While the infection is initially asymptomatic, the majority of patients develops chronic hepatitis C and in about 25% of these people, viral infection of the liver will eventually lead to liver cirrhosis or hepatocellular carcinoma. More than 20 years may pass between infection and irreversible fibrosis or malignant degeneration and in some patients, only very mild symptoms manifest before they reach this final stage of the disease.

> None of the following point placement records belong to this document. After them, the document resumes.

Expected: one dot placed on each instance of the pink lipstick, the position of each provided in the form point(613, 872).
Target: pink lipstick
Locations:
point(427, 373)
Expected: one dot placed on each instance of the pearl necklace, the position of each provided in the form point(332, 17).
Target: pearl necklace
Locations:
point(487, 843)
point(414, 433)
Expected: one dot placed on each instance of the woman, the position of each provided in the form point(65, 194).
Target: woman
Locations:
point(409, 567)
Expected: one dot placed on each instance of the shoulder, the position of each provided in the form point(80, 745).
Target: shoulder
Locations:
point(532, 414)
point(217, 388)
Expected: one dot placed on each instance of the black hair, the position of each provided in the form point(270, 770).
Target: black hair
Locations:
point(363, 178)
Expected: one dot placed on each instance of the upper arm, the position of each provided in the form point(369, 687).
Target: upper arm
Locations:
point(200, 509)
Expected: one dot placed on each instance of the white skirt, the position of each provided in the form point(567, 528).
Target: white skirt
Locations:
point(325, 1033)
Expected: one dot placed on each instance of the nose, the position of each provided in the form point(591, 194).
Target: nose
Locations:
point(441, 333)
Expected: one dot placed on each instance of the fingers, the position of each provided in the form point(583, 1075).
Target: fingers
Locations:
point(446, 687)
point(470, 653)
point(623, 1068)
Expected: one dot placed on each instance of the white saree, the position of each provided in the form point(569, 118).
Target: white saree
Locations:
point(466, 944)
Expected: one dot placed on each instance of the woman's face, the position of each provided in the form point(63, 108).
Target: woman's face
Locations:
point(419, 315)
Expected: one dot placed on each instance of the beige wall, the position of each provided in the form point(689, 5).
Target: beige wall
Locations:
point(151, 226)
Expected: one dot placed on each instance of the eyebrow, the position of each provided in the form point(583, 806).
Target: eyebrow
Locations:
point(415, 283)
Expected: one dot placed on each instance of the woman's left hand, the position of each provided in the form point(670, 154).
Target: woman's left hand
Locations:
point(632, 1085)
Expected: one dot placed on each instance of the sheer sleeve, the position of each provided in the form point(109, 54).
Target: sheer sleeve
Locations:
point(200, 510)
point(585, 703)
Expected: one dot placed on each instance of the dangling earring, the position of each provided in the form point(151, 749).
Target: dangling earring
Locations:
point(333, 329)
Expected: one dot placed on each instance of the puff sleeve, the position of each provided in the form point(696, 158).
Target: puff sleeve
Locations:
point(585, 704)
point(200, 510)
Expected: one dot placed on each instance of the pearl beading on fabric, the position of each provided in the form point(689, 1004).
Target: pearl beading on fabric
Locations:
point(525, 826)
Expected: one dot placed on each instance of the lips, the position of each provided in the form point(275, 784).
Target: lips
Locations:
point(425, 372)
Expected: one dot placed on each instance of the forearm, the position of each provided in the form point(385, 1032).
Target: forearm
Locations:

Treatment consists in long-term administration of direct-acting antivirals like sofosbuvir and ledipasvir as well as pegylated interferon; the specific regime should be adapted to the hepatitis C virus genotype that is causing the disease in an individual patient. Current research is focusing on the development of new antiviral drugs that induce less side effects. To date, chronic hepatitis C treatment often requires application of more than one drug and many patients claim flu-like complaints during therapy. While elimination of the pathogen is achievable, hepatic remodeling processes and degeneration may not be reversible.
Hepatitis C is mainly transmitted through blood of infected individuals. Thus, intravenous drug abuse and utilization of non-sterile needles to pierce or tattoo are associated with significant risks of infection. Before routine screens of blood and organ donations were implemented, transfusion and transplantation were common sources of infection, too.
Within the first weeks after infection, hepatitis C may manifest in form of malaise, nausea, jaundice and upper abdominal pain, but some patients don't experience any symptoms. After remission of these complaints, patients are usually asymptomatic for years or even decades. However, chronic hepatitis C is associated with progressive liver damage and significant shares of patients develop liver cirrhosis or liver cancer many years later. The above mentioned symptoms aggravate, patients may lose appetite, weight and libido.
The presence of hepatitis C virus can be confirmed by means of molecular biological techniques. Diagnosis of chronic hepatitis C requires several positive tests over the course of more than six months.
Additionally, blood samples may be analyzed to assess liver function. In some cases, a liver biopsy needs to be obtained.
In advanced cases of chronic hepatitis C, particularly in patients suffering from cirrhosis, regular screens are recommended to detect possible malignant degeneration of hepatocytes.
A variety of antiviral drugs are available to eliminate the pathogen. Modern therapeutic approaches require medication over the course of three months, while significantly longer treatment was necessary until a few years ago. The overall prognosis is good.
Unfortunately, cirrhosis is an irreversible condition that does predispose for liver cancer. Thus, even though the virus is eliminated, hepatic function may remain impaired in cases of advanced chronic hepatitis C.